I installed a Coleman Mach 8, 15K btu, on my 58 Overlander. I wanted the lower profile. Here in the NW it appears to be sufficient, although we had some days last summer close to 100 and a single unit was borderline. The issue (IMO) isn't the unit as much as the inability to insulate in the 1/5" ceiling/walls very well and the radiant absorption of the aluminum. I plan on painting the roof white this spring to see if that helps much. Last September I added 4 PV panels at the rear so we'll see what affect that has also.
Being in the Midwest and dealing with the high humidity adds another issue for you. Hopefully, someone else can provide additional insight for you.
You can run a single a/c unit with 30 amp shore power, but the start-up surge may be an issue if you have any other large loads operating (mine pulled 22 amps briefly). I added the micro-air easy start and have no problems using 30 amp shore power (now it pulls less than 15 amps on start up). Follow the a/c manufacturers recommendation for wire size as a minimum. I tend to go one size larger to compensate any voltage loss (probably overkill). I also follow Lewster's recommendations and use marine grade wire.
I added the heat coil to mine. Figured it was easier to install it while the unit was on the ground. Is it practical? I don't think it can warm the entire trailer.

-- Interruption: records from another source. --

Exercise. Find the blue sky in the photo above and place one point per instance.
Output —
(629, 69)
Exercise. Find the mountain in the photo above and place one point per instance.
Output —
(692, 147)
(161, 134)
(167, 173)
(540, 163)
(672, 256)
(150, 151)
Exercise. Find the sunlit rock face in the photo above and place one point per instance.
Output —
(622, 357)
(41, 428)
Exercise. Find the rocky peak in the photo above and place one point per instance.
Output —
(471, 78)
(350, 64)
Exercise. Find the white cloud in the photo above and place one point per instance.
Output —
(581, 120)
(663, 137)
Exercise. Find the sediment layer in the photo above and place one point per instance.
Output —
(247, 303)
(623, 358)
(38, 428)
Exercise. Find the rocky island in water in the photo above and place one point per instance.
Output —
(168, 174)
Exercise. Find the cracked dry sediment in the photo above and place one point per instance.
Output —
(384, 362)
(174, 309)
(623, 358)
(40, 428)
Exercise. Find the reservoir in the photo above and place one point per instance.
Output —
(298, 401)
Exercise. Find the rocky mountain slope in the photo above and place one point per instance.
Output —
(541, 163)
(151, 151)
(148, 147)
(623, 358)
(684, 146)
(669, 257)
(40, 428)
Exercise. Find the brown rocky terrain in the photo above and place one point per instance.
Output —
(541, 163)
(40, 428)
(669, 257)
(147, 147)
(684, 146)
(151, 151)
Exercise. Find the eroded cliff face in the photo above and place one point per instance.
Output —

It could possibly take the chill off the kitchen area, but that's about it. I installed a suburban furnace with duct work to replace the panel heater by the door. I also ordered my unit with the built in condensate pump.
In case you currently don't have any additional support around the a/c opening I would recommend doing it. I took 1.5" square aluminum tubing and created a square support in the roof, sized to the required opening for the a/c unit. It is tied to the ribs in front and behind the opening. It flattens the outer skin a little at the opening, but I think I get a better sealing surface that way.